Policyjny pościg za kierowcą opla

​Policjanci z Sulejowa zatrzymali 18-latka, który kierując oplem nie zatrzymał się do kontroli drogowej. Pościg zakończył się kolizją z radiowozem. Po zatrzymaniu okazało się, że 18-latek kierował autem mimo zakazu sądowego. Grozi mu kara do pięciu lat więzienia.

Po pościgu, policjanci z Sulejowa zatrzymali 18-latka, który kierując oplem nie zatrzymał się do kontroli drogowej. Mężczyzna uciekał przez kilka miejscowości i doprowadził do kolizji z radiowozem. Po zatrzymaniu okazało się, że 18-latek kierował autem mimo zakazu sądowego. Grozi mu kara do pięciu lat więzienia.

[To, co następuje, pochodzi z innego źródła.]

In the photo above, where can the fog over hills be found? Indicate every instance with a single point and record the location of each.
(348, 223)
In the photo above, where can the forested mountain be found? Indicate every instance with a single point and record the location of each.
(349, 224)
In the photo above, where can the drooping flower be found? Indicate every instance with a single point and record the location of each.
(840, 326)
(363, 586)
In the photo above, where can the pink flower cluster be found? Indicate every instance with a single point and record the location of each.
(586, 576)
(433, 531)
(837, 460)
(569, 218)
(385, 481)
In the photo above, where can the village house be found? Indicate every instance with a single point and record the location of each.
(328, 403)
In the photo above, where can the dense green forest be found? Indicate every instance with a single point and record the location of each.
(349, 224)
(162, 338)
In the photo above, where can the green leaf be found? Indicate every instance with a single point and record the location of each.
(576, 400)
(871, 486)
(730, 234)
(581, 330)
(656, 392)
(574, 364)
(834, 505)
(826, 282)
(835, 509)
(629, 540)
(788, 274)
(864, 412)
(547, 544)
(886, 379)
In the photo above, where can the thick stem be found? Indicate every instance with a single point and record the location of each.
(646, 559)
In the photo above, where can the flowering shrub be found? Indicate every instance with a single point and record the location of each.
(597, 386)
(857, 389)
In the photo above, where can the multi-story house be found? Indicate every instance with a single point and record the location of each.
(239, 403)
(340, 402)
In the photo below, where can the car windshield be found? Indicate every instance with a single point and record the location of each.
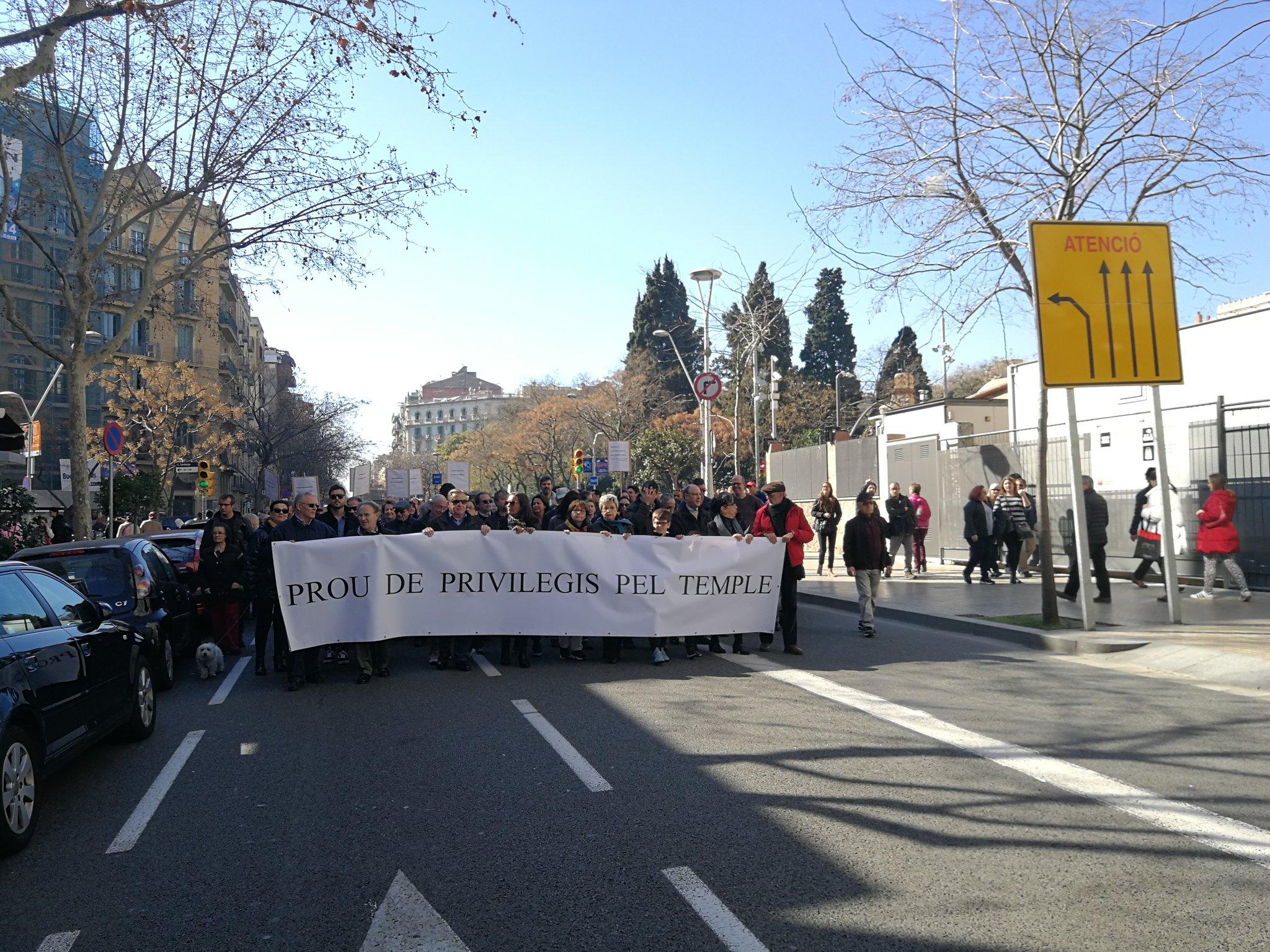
(102, 574)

Jak poinformowała w czwartek PAP rzeczniczka piotrkowskiej policji Dagmara Mościńska, w środę, kilka minut po godzinie 23 uwagę sulejowskich policjantów zwrócił kierowca opla, który na widok radiowozu gwałtownie wyjechał z parkingu przy drodze krajowej 12.

Funkcjonariusze dali kierowcy sygnał, aby zatrzymał pojazd. Mężczyzna zignorował polecenie, przyspieszył, znacznie przekraczając dozwoloną prędkość. Policjanci ruszyli za nim w pościg.

"Uciekający oplem łamał przepisy ruchu drogowego stwarzając zagrożenie dla innych użytkowników drogi. Nie sygnalizował manewrów zmiany pasa ruchu ani skrętu" - wyjaśniła Mościńska.

Policyjny pościg przez kilka miejscowości trwał kilkanaście minut. W Piaskach uciekiniera zauważył patrol piotrkowskiej drogówki, który wyprzedził auto. W tym momencie mężczyzna chcąc wyprzedzić radiowóz uderzył w jego lewy bok. W wyniku zderzenia zatrzymał samochód, wysiadł i próbował uciec. Został jednak zatrzymany.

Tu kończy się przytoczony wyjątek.